Benoit and I coedited a book on fractals and 
education, wrote a paper on negative dimensions, started another paper
 on that topic, started a book, Fractal Gems, for the Mathematical
 Association of America, started a book on multifractals. Then Benoit
 got distracted by working on his memoirs, and then he died. This was
 completely numbing. I'm a cancer patient, too, and he was supposed to
 outlive me. Mandelbrot in a world without Frame makes much more sense 
than Frame in a world without Mandelbrot.



The projects we began won't be finished. I have no idea how to continue 
them without his guidance. I am helping Aliette Mandelbrot, Benoit's
 widow, and his assistant Merry Morse finish Benoit's memoirs, but beyond
 that, I don't know.



The most fun I had with Benoit happened when one of us, usually him,
 got an idea for a new direction to explore.

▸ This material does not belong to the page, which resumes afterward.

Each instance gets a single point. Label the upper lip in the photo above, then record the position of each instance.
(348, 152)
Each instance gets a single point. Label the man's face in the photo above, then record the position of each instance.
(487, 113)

Then I saw his mind working
 at full speed, at least as full speed as could be managed with the
 requirement of speech. We were playing. The same image keeps coming 
back to my mind. We were little kids, running through an open field 
under a blue sky, curious about every single thing we saw, anxious to 
share each surprise with the other. That never again will I answer the
 phone and hear, "Hello, Michael. This is Benoit. I was wondering ... "
is soul-crushingly sad. A treasured friend is gone. The architect of 
a scientific revolution has departed.



Still, sorrow is tempered by my memories of twenty years of these
 explorations together. Working at IBM nourished the imagination of 
this remarkable man. For that, I am profoundly grateful.

Michael Frame is a Yale University professor, who worked alongside Benoit Mandelbrot for over 20 years.

1 comment:

  1. Thanks so very much for helping Aliette Mandelbrot, and his assistant finish Benoit's memoirs. Like many people, I am much looking forward to reading them.

    And thanks for this testimony as well as for all your awesome work.